Alison fue a preparar la tetera y, de espaldas a nosotros, se excusó:

—Sigo siendo una esnob. Todavía creo que hay cosas que los supra no hacen. Disculpadme.

Billy dijo:

—Sea de supra o sea de infra, la mierda huele igual. Lo siento, cariño, pero así es. Y ahora, ¿alguien tiene algo que sugerir sobre la manera en que he de tratar este asunto?

—La manera en que hemos de tratarlo —dije yo—. Puedes tener serios problemas si quien no debe se entera de lo que haces.

—¿Problemas yo? Nicky, soy yo el tipo que crea problemas. Tú no puedes intervenir, de todos modos. Los equipos operativos incluyen al SIP, ¿no? Entonces, no puedes ir a los Enclaves sin que se note tu ausencia. Y si yo cometo errores y organizo un escándalo público, te necesitaré en tu puesto para que me saques del lío.

Su fe en mí era amargamente conmovedora, pero estaba en lo cierto al decir que yo no podía desaparecer ni que fuese por pocos días.

Arry, impaciente, anunció:

—La mayor parte de mi trabajo consiste en estudiar en casa por terminal.
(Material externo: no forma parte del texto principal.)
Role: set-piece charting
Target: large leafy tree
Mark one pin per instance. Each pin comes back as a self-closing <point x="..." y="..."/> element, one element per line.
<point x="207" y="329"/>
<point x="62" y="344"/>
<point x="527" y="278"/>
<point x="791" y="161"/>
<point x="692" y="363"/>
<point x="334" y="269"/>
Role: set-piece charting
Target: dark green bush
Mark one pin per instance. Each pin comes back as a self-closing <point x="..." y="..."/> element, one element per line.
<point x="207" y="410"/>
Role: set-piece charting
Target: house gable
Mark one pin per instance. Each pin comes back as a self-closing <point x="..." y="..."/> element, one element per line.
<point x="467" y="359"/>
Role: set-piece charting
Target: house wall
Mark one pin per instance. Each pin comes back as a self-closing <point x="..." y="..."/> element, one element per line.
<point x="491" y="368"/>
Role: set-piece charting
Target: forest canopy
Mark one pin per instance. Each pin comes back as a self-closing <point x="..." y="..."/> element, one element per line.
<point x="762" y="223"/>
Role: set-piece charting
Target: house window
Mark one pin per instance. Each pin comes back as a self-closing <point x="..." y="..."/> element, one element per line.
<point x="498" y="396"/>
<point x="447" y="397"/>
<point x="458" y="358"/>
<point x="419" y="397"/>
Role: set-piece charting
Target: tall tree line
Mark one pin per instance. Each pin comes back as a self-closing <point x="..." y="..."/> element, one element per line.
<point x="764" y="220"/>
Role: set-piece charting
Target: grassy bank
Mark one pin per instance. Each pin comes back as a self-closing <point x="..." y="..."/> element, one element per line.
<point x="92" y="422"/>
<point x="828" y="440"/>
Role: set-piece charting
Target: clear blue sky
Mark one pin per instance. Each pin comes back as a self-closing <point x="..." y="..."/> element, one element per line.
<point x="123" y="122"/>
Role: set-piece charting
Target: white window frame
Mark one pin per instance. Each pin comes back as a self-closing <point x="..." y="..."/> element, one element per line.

Puedo ausentarme sin que se note.

Billy le agarró por el cinturón y le levantó a la altura del hombro con más facilidad de lo que yo habría imaginado.

—¿Cuánto pesas? ¿Cincuenta kilos? Quizá seas peligroso con un cuchillo, pero se necesitan buenos músculos si te atrapa una pandilla. Me llevaré a Teddy si Nick puede cubrir su ausencia.

—¡No! —exclamó Alison Conway furiosamente.

—Sí —replicó Billy—. Para eso le han adiestrado.

—¡Billy, Teddy es sólo un niño! ¡Señor Nikopoulos!

Le dije, sin el menor placer:

—Le han preparado para eso y yo puedo cubrir su ausencia.

Y créame, señora Conway, dejó de ser un niño hace bastante tiempo.

En el tenso silencio observé que Arry miraba con curiosidad una cara tras otra, estudiando aquel concepto que le era extraño, una familia, y en un momento en que toda reserva emocional quedaba anulada.

Teddy resolvió la situación. Estaba recostado en su silla, balanceándose sobre las patas traseras de ésta, y dijo tranquilamente:

—Me gustará trabajar con papá.

Actor consumado o no, era un triunfo. Ni por un momento creí en la tregua que ofrecía a Billy, implícita en sus palabras, pero me sentía orgulloso igualmente de la forma en que había procedido. La cara de Billy se crispó y después se quedó impasible; quizá le había engañado, o quizá no.

A Alison, creo, no la engañó. Con sequedad, aceptando la derrota, dijo:

—El agua del té ya está hirviendo.

Su rendición era generosa, pero sus dos hijos habían abandonado la protección de sus faldas y tanto al amor como a la autoridad no se renuncia fácilmente. A pesar de todo, no me habría importado estar en el lugar de Billy cuando, más tarde, se retiró con él.